I haven't had my coffee yet and don't even know where to begin .....
First Welcome, and second, Nothing I'm about to say is meant to be "mean" so please don't take it personally and just try to understand it's meant to help you and your gliders.
I don't know of any reputable "shelters" that would allow you to let your female interact with their gliders. They are risking your gliders health and their own gliders health in doing so.
While I do think it's great that you got your glider a cage mate, there are procedures that we follow to ensure our gliders stay healthy and are introduced properly. At one week of having the male they shouldn't even be in the same cage yet.
The male should have been neutered BEFORE he was introduced to your female. You took some big risks doing things the way did. Rescue gliders should not be bred. You have no idea if they are related or not and you likely will never know if they are or not. That is why we don't condone breeding rescues.
There is usually a 30 day quarantine period, you have both gliders fecal tested once at the beginning then again at 30 days in case any parasites were dormant for the first test. Gliders are territorial, usually we do scent swapping to let the gliders get to "know" each other before a formal introduction is made.

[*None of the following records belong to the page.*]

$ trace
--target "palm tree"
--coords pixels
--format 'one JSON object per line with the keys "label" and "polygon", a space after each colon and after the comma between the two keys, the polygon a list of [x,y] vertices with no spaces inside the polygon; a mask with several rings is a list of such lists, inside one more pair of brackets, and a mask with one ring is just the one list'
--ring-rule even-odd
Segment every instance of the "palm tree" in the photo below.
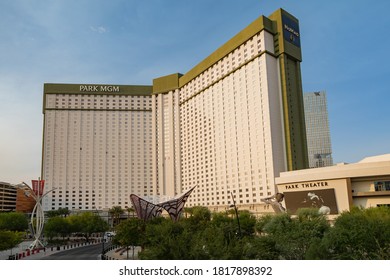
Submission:
{"label": "palm tree", "polygon": [[130,213],[131,213],[131,217],[134,218],[135,210],[134,210],[133,207],[127,207],[126,206],[126,211],[127,211],[127,219],[130,218]]}
{"label": "palm tree", "polygon": [[67,217],[67,216],[69,216],[69,214],[70,214],[70,211],[69,211],[69,209],[68,208],[58,208],[58,214],[60,215],[60,216],[62,216],[62,217]]}
{"label": "palm tree", "polygon": [[119,224],[120,217],[125,211],[121,206],[113,206],[110,210],[108,210],[108,212],[111,215],[113,226],[116,226]]}
{"label": "palm tree", "polygon": [[186,218],[188,218],[188,215],[192,217],[193,214],[194,214],[194,208],[184,207],[184,215]]}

Is your female 6 months old? If so she should NOT be breeding yet. At 6 months old her body is not finished growing yet. IF she does produce joeys it's not likely that they will survive. Immature parents have been known to kill their offspring and even cannibalize them. If she rejects them YOU will have to hand raise them, that means hand feeding them every 2 hours around the clock for WEEKS depending on how little they are when she rejects them.
Then we have the size difference. Now I have a Neutered male rescue that is twice the size of my female and they get a long great. That is not to say it always works out that way. But the neutering helps.

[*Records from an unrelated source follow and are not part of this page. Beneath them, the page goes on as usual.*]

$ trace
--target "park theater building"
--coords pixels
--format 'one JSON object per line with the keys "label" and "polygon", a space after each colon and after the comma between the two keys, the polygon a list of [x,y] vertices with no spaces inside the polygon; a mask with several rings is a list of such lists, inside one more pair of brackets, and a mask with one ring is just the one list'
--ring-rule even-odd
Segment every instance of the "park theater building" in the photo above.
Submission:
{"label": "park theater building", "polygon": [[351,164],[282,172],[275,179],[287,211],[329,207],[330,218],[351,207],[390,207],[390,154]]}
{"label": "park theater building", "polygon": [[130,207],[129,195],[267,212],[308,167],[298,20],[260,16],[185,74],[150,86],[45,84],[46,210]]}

I have 2 females that are within 20 grams of being the same size and one female beat the hell out of the littler one. 20 grams does not seem like much but it is a considerable advantage to the bigger one and disadvantage to the littler one.
This happened while I was awake and in less than 2 minutes while I was right there at the cage trying to separate them. Amy the one in the picture is still recovering and healing and has been separated permanently from the colony.
If your girl ALREADY has a mating or dominance wound you NEED to get some of this and quite possibly take her to a vet to prevent an infection. This bottle cost me 30.00 bucks and soooo worth it!!! I use it twice a day on Amy's face and she is healing up nicely.
Bottom line here is that male needs neutered before you put them back together. When you do put them back together do it properly, do some research and read about introductions and scent swapping and what to looooook for to make sure the introduction was a success before just putting them in the same cage.
The neutering will help with several things, his aggression, his smell, preventing inbreeding, preventing joeys which YOU aren't prepared for. They BOTH should have fecal testing done especially since your female doesn't seem to be eating well or behaving normally.
The female in the picture above can not be returned to the other 3 gliders. So I have to start all over with her with another cage mate of her own. Pico, another female that's the same size as Amy just arrived yesterday. She is in her own cage and will remain in her own cage until I go through all the steps to get them ready for a formal introduction.
It could take a while as Amy I've only for about 2 months and is a rescue, Pico I just got yesterday and is also a rescue. They BOTH still need to be socialized and get used to being handled. I don't have a time frame for the two of them to be in the same cage. When the time is right then I'l introduce them, in neutral place.